Asia, emerging markets, cyclicals top global equity call by SEB
SEB believes there is good long term opportunity in equities, particular in Asia, emerging markets and cyclicals, for those who are prepared not to be put off by ongoing uncertainty about factors such as the downside risk to global economic growth.
The world still looks uncertain at the moment, with concerns over macroeconomic figures, debt problems in Europe and the US, and the pace of China’s recovery. But it is precisely because stock markets are undervalued against the longer term prospects that it is a good time to consider equities, SEB said in a note on global equities that forms part of its latest Investment Outlook.

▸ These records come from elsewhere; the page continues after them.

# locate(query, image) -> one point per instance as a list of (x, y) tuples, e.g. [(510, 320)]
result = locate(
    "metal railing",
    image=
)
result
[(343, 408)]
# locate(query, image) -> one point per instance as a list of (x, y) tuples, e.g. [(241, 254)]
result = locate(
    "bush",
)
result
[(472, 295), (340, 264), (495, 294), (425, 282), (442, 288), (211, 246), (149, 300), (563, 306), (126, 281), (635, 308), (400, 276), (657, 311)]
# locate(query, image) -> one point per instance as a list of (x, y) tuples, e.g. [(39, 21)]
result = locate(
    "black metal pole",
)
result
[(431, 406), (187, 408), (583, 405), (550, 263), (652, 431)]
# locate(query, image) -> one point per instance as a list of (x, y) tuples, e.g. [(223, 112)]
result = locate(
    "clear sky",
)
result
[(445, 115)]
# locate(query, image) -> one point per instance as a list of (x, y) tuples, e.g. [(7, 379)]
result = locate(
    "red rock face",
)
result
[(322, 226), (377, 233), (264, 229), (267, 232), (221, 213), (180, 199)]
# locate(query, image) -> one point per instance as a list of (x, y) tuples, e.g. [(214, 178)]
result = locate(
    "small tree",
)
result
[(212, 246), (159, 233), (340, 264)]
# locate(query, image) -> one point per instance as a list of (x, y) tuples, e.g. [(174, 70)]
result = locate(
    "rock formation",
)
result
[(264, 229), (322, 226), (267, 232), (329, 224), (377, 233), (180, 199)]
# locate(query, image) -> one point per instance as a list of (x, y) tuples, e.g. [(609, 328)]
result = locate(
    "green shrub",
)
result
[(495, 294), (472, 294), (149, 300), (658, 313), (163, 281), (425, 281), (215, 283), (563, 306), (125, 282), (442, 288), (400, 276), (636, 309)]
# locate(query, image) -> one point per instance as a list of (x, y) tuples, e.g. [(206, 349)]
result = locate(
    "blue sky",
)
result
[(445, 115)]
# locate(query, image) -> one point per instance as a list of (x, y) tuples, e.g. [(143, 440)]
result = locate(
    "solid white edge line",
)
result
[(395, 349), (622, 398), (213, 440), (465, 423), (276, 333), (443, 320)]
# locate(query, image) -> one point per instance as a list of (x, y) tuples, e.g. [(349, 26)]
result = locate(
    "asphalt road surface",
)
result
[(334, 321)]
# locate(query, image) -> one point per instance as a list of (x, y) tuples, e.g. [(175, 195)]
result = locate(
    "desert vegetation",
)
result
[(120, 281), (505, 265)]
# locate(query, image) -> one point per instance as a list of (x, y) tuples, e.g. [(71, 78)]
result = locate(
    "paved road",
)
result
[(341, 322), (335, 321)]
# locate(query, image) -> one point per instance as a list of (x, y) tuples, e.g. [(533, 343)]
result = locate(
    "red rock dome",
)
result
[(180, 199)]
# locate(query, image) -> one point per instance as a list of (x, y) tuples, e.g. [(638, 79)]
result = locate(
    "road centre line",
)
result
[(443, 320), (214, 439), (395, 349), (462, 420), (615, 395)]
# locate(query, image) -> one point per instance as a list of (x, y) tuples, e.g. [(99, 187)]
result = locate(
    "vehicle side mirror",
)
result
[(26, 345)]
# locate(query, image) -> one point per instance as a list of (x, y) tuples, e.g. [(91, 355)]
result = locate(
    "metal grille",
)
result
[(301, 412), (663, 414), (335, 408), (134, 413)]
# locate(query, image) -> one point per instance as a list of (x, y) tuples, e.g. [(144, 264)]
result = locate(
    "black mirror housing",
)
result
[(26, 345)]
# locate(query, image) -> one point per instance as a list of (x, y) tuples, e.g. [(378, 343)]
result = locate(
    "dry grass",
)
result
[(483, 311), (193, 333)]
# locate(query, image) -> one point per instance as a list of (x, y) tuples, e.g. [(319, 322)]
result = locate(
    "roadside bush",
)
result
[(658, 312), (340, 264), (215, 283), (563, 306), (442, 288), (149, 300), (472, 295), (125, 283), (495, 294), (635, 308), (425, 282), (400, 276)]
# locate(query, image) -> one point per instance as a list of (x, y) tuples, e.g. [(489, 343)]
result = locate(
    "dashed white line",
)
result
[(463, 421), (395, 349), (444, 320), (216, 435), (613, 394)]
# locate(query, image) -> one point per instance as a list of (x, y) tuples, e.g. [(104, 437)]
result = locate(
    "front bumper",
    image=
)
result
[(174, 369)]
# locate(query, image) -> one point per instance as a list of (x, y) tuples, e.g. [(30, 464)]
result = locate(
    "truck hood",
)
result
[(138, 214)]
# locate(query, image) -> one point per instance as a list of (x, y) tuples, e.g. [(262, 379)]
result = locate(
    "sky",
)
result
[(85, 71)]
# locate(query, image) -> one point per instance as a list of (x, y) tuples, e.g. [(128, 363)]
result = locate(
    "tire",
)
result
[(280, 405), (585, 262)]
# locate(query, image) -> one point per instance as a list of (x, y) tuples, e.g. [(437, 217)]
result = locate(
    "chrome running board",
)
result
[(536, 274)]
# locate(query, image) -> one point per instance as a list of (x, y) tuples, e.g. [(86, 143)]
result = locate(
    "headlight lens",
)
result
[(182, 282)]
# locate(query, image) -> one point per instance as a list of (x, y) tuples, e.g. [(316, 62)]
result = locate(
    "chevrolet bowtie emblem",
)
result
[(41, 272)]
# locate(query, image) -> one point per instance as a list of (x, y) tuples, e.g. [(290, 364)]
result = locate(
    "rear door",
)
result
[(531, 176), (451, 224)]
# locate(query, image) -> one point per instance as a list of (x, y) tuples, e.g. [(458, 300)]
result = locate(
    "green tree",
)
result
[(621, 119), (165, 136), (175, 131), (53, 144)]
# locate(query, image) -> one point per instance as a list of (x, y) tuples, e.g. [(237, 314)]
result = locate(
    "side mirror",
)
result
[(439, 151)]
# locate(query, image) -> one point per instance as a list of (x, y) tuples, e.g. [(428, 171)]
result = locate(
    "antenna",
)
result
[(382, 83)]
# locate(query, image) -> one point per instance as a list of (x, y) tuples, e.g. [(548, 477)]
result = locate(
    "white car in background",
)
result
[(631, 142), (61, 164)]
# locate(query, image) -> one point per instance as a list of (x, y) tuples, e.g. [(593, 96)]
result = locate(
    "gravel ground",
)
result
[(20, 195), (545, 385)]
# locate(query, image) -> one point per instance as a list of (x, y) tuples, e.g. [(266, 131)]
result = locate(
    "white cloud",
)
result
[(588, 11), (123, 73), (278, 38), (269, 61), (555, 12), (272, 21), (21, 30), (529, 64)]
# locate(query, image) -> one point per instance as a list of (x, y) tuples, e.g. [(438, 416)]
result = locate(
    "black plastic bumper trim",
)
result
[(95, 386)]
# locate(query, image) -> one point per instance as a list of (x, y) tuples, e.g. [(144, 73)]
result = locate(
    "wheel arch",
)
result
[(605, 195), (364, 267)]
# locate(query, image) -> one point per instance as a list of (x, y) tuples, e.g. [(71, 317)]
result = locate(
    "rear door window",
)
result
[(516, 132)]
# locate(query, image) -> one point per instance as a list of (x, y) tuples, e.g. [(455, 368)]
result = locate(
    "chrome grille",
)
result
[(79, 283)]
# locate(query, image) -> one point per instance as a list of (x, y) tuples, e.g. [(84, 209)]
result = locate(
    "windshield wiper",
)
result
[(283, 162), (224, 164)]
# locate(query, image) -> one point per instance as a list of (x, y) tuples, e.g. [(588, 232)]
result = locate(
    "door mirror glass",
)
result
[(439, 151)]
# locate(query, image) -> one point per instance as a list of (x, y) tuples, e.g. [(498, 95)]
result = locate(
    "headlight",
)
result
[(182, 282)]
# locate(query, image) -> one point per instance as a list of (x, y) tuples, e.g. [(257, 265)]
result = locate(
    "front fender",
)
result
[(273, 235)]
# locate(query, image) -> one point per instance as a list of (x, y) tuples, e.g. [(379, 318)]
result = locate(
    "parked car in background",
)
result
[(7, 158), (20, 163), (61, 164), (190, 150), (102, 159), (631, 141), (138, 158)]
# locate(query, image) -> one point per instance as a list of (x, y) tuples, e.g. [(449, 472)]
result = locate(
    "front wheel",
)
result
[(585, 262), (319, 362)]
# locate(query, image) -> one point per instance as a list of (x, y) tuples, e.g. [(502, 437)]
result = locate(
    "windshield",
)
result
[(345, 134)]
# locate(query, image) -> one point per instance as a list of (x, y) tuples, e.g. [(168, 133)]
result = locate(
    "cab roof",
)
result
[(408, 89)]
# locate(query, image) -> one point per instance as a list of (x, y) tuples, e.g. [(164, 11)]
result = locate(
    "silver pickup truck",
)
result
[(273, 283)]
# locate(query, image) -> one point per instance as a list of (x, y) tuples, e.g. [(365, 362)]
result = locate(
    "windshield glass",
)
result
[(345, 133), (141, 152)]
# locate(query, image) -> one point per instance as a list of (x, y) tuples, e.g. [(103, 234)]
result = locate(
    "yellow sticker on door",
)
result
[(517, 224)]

“The third quarter company reporting season was mixed. Generally speaking, sales figures were weak for the world’s listed companies while earnings came in as expected. Fourth quarter company forecasts were cautious, tilted in a negative direction, leading to downward revisions of earnings estimates. On a global basis, corporate earnings are expected to grow by 12% in 2013, with the outlook for emerging markets somewhat higher at 13.5%. American earnings estimates stand at 10% expected growth, while European estimates are a bit higher (115).”
“Asia and emerging markets are at the top, with Korea, Taiwan, Indonesia and Thailand among markets where earnings are expected to increase by 15-25% next year. Valuations must be viewed as attractive, with global equities trading at price-earnings (P/E) ratios of 12x expected 2013 earnings. The US pulls up the figure with a P/E ratio of 12.6x, while Europe is trading at 11x and Japan 11.5x next year’s projected earnings. Equities in emerging markets stand out as the cheapest, with a P/E ratio of 10x.”
SEB said that cyclical sectors will have better earnings growth than the average next year, with companies in the commodities, technology and financial sectors growing fastest. In contrast, companies in the durable goods sector will see earnings fall.
Asia, and China in particular remains in focus of global equity investors. In part this is because the gap between valuations of US versus Chinese equity has widened.
China’s P/E ratio for 2013 is forecast as 9.5x, with earnings growth of 10%.
“Aside from China, we also have a positive view of less-developed countries in Asia with major growth potential, such as Indonesia, Malaysia and Thailand. Russia and Eastern (including Central) Europe are also attractive investment alternatives; given their low valuations and high earnings growth, shares from these regions should be part of a global equity portfolio,” SEB said.